I just finished reading my way through The Laundry Files by Charles Stross. This started with me reading the third book in series, The Fuller Memorandum [ Powells | BN ], out of sequence. (See my comments here: [ jlake.com | LiveJournal ].) I’ve since caught up with the series, reading book one, The Atrocity Archives [ Powells | BN ] and book two, The Jennifer Morgue [ Powells | BN ], and thanks to Charlie’s generosity, the as-yet-unreleased fourth novel, The Apocalypse Codex [ Powells | BN ].

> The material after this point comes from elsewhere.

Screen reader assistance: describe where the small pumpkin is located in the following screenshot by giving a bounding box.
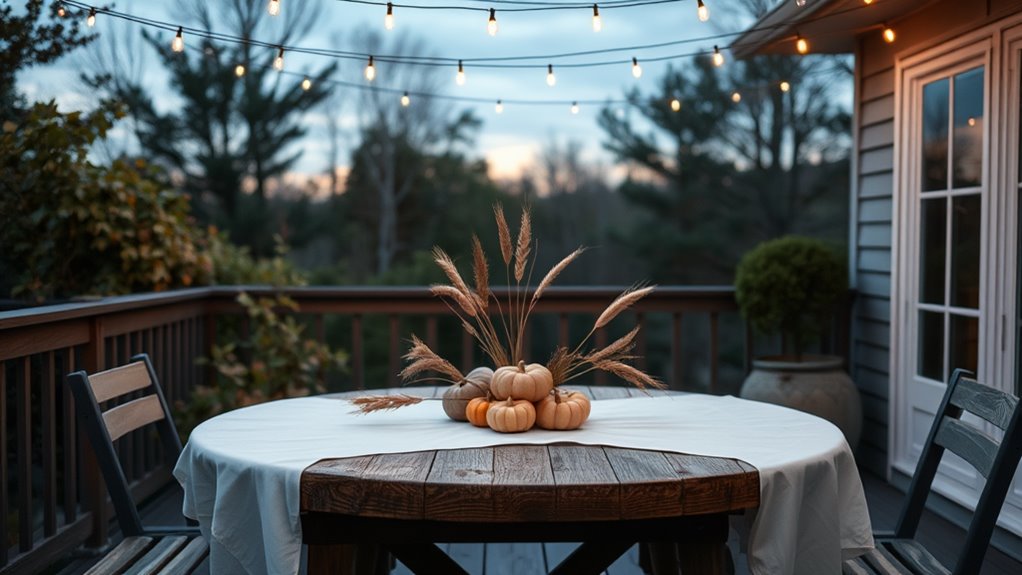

I have to confess to having been skeptical of the premise of these books when I first heard of them. Boy howdy was I wrong. Stross pulls it off beautifully, this cock-eyed intersection of spy thrillers, IT wankery, civil service drudgery, and eldritch horrors from beyond the boundaries of time and space. These are highly entertaining books, and by the third volume, he’s developed a definite series arc pointing ahead. The fourth volume sustains that arc, and with the its ending lands Bob Howard, your humble narrator, in some seriously uncharted waters that I can’t wait to explore in the next volume or two.
There’s a very strange charm to this series, which I suspect evolves from the unlikely premise as explicated by the goofy insouciance of narrator and protagonist Bob Howard. (Though in truth Angleton might just be my favorite character.) They’re certainly structured and written like spy thrillers or adventure novels, but the sensibility is so very much from the darker corners of fantasy, not to mention outright horror fiction. More to the point, entertaining as hell.
Highly recommended, even if dark stuff isn’t normally your bag.